A wave of cyberattacks since 2013 has cost banks around the globe up to $1 billion (870 million euros) according to a report by Russian computer security firm Kaspersky Lab released Monday.
The large-scale theft, which Kaspersky said was still going on, "indicates clearly the coming of a new era for cybercrime".
About 100 banks -- mainly in Russia but also in the United States, Germany, China and Ukraine -- have been targeted.
It was too early to pin down the source of the attacks, although some evidence points to China, Kaspersky said, while warning that hackers sometimes plant clues intended to mislead investigators.
The goal of the attacks "appears to be financial gain rather than espionage," the report said, adding that the attackers are "clearly familiar with the software and networks of financial services".

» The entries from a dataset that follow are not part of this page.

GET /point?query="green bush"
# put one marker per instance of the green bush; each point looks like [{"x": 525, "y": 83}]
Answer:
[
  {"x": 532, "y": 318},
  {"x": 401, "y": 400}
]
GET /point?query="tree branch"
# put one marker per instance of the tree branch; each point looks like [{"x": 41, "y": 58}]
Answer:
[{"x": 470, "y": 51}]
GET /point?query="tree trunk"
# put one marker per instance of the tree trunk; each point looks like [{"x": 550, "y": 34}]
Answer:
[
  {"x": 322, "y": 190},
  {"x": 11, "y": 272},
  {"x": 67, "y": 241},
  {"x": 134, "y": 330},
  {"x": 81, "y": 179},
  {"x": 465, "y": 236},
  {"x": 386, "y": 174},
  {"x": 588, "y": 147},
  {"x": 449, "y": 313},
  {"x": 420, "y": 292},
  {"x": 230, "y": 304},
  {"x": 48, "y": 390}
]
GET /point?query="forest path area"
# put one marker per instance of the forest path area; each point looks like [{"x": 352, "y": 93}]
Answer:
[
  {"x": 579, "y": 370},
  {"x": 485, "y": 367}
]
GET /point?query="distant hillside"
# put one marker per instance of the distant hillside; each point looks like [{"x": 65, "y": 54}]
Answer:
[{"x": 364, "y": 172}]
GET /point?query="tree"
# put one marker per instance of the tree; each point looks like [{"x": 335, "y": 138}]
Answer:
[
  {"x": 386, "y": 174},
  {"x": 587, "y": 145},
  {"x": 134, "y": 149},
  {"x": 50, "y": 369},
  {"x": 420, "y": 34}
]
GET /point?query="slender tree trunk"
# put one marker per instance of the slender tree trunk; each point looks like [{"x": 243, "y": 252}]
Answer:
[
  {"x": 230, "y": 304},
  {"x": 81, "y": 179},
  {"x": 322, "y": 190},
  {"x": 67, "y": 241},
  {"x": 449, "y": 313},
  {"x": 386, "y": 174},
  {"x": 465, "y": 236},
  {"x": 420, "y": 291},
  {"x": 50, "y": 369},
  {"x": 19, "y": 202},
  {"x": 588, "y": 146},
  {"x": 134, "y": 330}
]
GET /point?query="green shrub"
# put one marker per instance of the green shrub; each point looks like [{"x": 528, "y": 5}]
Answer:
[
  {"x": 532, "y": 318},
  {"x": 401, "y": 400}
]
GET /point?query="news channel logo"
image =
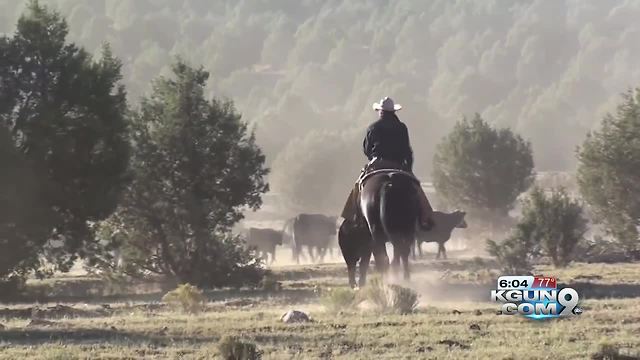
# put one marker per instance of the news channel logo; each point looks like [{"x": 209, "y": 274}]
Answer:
[{"x": 535, "y": 297}]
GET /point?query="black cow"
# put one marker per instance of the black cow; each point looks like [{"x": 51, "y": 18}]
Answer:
[
  {"x": 315, "y": 231},
  {"x": 356, "y": 246},
  {"x": 441, "y": 232},
  {"x": 265, "y": 242}
]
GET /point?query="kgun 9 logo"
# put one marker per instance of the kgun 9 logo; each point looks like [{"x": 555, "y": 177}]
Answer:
[{"x": 535, "y": 297}]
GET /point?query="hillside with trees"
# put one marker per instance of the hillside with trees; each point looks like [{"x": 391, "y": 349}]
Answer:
[{"x": 548, "y": 69}]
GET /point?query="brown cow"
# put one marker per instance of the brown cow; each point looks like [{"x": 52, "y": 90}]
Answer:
[{"x": 444, "y": 223}]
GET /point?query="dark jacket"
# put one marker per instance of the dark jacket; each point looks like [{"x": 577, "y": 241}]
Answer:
[{"x": 388, "y": 138}]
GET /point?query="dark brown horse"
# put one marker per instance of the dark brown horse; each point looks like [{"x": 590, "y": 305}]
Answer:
[{"x": 389, "y": 204}]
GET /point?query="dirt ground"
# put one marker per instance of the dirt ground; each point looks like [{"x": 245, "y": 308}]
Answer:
[{"x": 454, "y": 319}]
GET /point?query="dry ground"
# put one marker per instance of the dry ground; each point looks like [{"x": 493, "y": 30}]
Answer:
[{"x": 138, "y": 327}]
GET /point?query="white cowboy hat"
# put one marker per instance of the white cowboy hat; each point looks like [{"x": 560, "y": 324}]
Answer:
[{"x": 386, "y": 104}]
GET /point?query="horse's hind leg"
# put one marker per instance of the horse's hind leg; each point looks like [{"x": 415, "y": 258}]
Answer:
[
  {"x": 404, "y": 250},
  {"x": 380, "y": 255},
  {"x": 365, "y": 258},
  {"x": 351, "y": 271},
  {"x": 395, "y": 263}
]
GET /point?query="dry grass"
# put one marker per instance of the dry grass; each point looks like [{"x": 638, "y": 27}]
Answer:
[{"x": 433, "y": 331}]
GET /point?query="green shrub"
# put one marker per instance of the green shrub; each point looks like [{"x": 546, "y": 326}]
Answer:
[
  {"x": 390, "y": 298},
  {"x": 338, "y": 299},
  {"x": 269, "y": 283},
  {"x": 186, "y": 297},
  {"x": 232, "y": 348}
]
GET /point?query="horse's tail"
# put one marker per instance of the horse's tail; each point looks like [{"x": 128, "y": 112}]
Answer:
[{"x": 398, "y": 210}]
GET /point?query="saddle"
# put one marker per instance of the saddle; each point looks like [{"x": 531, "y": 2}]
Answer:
[{"x": 380, "y": 166}]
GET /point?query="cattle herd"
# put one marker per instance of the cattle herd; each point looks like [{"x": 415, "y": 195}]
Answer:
[{"x": 314, "y": 235}]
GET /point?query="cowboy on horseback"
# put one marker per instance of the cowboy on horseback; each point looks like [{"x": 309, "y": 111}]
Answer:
[{"x": 386, "y": 145}]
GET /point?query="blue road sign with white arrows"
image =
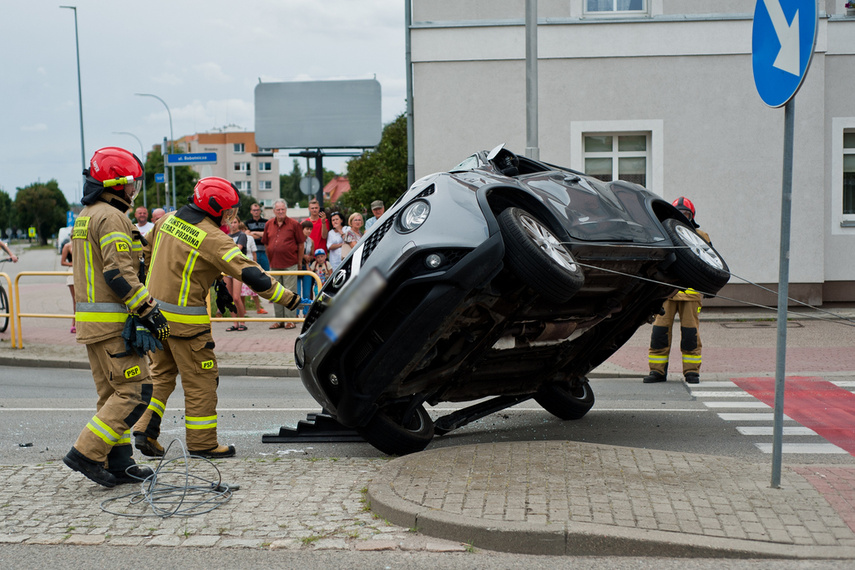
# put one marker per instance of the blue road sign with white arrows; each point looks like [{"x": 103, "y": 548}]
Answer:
[
  {"x": 191, "y": 157},
  {"x": 782, "y": 44}
]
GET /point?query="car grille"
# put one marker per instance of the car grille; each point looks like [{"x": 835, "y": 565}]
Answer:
[{"x": 374, "y": 238}]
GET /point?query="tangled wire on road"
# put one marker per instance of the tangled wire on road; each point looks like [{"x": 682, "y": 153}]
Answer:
[{"x": 176, "y": 489}]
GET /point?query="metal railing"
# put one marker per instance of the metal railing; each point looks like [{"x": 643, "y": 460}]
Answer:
[
  {"x": 10, "y": 312},
  {"x": 15, "y": 314}
]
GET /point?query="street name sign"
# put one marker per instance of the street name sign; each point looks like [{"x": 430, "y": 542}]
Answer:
[
  {"x": 782, "y": 44},
  {"x": 191, "y": 158}
]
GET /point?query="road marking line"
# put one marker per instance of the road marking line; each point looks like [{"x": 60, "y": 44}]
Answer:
[
  {"x": 805, "y": 448},
  {"x": 749, "y": 417},
  {"x": 767, "y": 430},
  {"x": 734, "y": 394},
  {"x": 748, "y": 405}
]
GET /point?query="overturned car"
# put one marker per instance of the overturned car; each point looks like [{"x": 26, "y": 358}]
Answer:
[{"x": 504, "y": 277}]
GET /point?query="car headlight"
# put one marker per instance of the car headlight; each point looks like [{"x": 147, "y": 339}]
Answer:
[{"x": 413, "y": 216}]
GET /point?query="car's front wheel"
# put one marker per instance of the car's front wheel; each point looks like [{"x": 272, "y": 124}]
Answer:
[
  {"x": 697, "y": 265},
  {"x": 538, "y": 257},
  {"x": 393, "y": 434},
  {"x": 565, "y": 401}
]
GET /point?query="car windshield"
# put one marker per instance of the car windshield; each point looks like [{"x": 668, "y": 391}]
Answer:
[{"x": 470, "y": 163}]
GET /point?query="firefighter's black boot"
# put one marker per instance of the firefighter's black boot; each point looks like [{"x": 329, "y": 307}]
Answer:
[
  {"x": 91, "y": 469},
  {"x": 654, "y": 377}
]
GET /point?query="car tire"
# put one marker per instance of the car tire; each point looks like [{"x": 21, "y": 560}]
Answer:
[
  {"x": 565, "y": 401},
  {"x": 697, "y": 265},
  {"x": 386, "y": 432},
  {"x": 538, "y": 257}
]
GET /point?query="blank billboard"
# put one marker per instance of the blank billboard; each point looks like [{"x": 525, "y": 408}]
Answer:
[{"x": 318, "y": 114}]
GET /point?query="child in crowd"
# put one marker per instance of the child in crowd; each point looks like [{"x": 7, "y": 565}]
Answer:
[{"x": 321, "y": 266}]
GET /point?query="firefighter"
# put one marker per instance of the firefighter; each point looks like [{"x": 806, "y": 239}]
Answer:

Hackers commonly break into bank networks by tricking staff into clicking on links or email attachments in a process called "phishing." In some cases the hackers follow targeted employees on video surveillance images.
Once the attackers are in, they can then transfer money to accounts under their control or make withdrawals at certain bank machines. Stolen money was transferred to the United States and China, Kaspersky said.
Hackers had such advanced access to the banks' systems that they could force bank machines to dispense cash at specific times and locations where hackers could pick it up, The New York Times reported Saturday.
Whopping sums of cash were involved, with one institution losing $7.3 million in withdrawals at bank machines as well as $10 million more through its online platform.
Kaspersky said the hackers are trying to broaden their European attacks to Middle East, Asia and Africa.